The Renaissance was a time when humanism rose to power and new artistic culture flourished, while science, technology, and financial functions also developed. During the Renaissance, the Medici family amassed enormous wealth through banking. Unlike traditional merchants who specialized in their local area, they formed an international financial network, promoted the use of bills and credit transactions instead of cash, and implemented meticulous asset management through double-entry bookkeeping. Such financial innovation enabled the creation of sustainable rents. The Medici family enjoyed further prosperity by establishing strong relationships with the political world, which also led to their downfall. In particular, they made a huge loan to King Edward IV of England, who ultimately defaulted on the loan, and they subsequently slipped from their position of glory.
The inauguration of President Trump was attended by CEOs of Big Tech companies, including Meta’s Mark Zuckerberg, OpenAI’s Sam Altman, Amazon’s Jeff Bezos, and Google’s Sundar Pichai. YouTube, Meta (Facebook), and X (formerly Twitter) agreed to settle claims over their past handling of accounts of President Trump. NVIDIA will pay 15% of its Chinese sales of AI chips to the US government. The “AI Action Plan” announced by the Trump administration in July aims to achieve global dominance in AI by promoting AI development through deregulation, developing AI infrastructure, and promoting the spread of American AI technology to other countries. Clearly, Big Tech and the Trump administration appear to have a strong bond. Accelerating development of AI will also spur financial innovation, which will lead to more precise and faster fund management and investment decisions, creation of new financial services, and autonomous procurement and management of funds by AI agents.

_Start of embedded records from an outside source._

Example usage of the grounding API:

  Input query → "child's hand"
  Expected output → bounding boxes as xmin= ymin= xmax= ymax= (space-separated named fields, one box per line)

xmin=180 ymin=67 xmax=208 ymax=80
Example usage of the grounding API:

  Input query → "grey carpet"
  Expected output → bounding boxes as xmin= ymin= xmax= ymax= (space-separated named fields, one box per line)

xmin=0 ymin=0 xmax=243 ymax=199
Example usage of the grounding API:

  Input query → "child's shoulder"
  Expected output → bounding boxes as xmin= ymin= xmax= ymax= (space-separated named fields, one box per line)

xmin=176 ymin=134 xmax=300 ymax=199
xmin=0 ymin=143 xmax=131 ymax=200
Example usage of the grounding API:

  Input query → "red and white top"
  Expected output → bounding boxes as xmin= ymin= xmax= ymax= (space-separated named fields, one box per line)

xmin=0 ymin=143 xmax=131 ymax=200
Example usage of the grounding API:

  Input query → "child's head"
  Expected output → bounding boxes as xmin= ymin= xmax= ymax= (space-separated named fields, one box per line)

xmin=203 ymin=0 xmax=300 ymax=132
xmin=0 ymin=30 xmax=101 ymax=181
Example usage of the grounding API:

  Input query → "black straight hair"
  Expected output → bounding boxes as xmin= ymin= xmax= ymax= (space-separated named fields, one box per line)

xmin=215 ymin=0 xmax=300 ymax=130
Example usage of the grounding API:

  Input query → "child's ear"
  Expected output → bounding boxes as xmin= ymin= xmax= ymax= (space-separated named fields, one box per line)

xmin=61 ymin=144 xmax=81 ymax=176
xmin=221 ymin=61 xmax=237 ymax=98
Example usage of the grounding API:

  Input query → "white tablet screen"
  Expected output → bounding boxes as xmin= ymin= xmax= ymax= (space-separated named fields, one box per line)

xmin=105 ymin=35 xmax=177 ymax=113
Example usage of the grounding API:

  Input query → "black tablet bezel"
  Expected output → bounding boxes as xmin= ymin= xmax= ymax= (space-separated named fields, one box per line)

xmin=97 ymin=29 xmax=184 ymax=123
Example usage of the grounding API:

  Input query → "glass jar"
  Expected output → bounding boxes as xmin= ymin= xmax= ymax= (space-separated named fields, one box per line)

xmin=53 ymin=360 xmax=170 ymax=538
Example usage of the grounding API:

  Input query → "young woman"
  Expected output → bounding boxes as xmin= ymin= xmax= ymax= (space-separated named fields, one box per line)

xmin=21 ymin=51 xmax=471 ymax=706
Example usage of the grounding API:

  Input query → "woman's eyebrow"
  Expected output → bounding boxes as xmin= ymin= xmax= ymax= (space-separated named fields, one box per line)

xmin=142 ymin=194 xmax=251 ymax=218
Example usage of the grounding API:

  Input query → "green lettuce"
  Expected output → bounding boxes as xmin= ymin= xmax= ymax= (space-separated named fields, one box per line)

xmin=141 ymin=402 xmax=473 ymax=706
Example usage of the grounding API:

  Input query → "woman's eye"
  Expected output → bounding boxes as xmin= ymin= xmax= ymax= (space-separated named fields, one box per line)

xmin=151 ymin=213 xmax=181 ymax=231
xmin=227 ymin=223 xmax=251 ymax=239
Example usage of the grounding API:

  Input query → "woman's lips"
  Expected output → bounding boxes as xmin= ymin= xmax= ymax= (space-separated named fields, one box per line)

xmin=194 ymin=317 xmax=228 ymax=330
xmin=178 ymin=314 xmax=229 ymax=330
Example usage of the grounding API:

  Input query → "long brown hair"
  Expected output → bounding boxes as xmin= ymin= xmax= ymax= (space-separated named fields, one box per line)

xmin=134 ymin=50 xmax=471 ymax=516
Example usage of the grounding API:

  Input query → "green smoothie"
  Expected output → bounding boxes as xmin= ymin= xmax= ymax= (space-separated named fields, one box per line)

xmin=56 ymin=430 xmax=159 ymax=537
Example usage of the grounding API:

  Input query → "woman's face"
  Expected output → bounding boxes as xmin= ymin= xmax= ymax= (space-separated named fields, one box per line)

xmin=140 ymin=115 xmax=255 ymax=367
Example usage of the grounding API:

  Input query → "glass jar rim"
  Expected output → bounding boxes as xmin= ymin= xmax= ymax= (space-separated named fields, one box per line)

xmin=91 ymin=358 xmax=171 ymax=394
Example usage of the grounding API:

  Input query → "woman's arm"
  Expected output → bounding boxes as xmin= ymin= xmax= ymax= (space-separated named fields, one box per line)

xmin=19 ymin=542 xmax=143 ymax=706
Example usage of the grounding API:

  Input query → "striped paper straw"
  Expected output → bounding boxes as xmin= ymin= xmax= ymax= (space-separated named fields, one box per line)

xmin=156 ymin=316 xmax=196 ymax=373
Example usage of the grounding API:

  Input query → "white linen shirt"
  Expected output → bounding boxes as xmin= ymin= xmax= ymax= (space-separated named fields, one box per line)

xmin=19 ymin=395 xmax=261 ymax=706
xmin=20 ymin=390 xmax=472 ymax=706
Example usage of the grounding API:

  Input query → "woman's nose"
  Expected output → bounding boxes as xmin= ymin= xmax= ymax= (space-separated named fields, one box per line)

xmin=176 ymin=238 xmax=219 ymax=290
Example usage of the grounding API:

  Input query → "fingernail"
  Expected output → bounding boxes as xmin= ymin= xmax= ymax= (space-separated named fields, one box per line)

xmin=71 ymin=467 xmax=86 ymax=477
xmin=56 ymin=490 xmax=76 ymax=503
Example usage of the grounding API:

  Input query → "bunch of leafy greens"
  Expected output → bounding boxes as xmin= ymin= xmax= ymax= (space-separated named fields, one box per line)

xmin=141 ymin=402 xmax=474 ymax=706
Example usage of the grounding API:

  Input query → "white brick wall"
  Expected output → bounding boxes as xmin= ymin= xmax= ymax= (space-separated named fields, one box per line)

In the TV drama “House of Cards,” the protagonist, Frank Underwood (played by Kevin Spacey), says, “Money is the Mc-mansion in Sarasota that starts falling apart after 10 years. Power is the old stone building that stands for centuries.” Money is raised and invested, and then it grows. Technological innovation can rapidly accelerate that growth. The residents of Silicon Valley create new value and gain wealth through groundbreaking ideas and cutting-edge technology. But do both technology and money have to bow to power inevitably? Or, as DeepMind founder and Nobel Prize-winning chemistry researcher Demis Hassabis believes, will AI technology eventually usher in an “age of radical abundance,” in which not only finance but even politics will be governed by algorithms?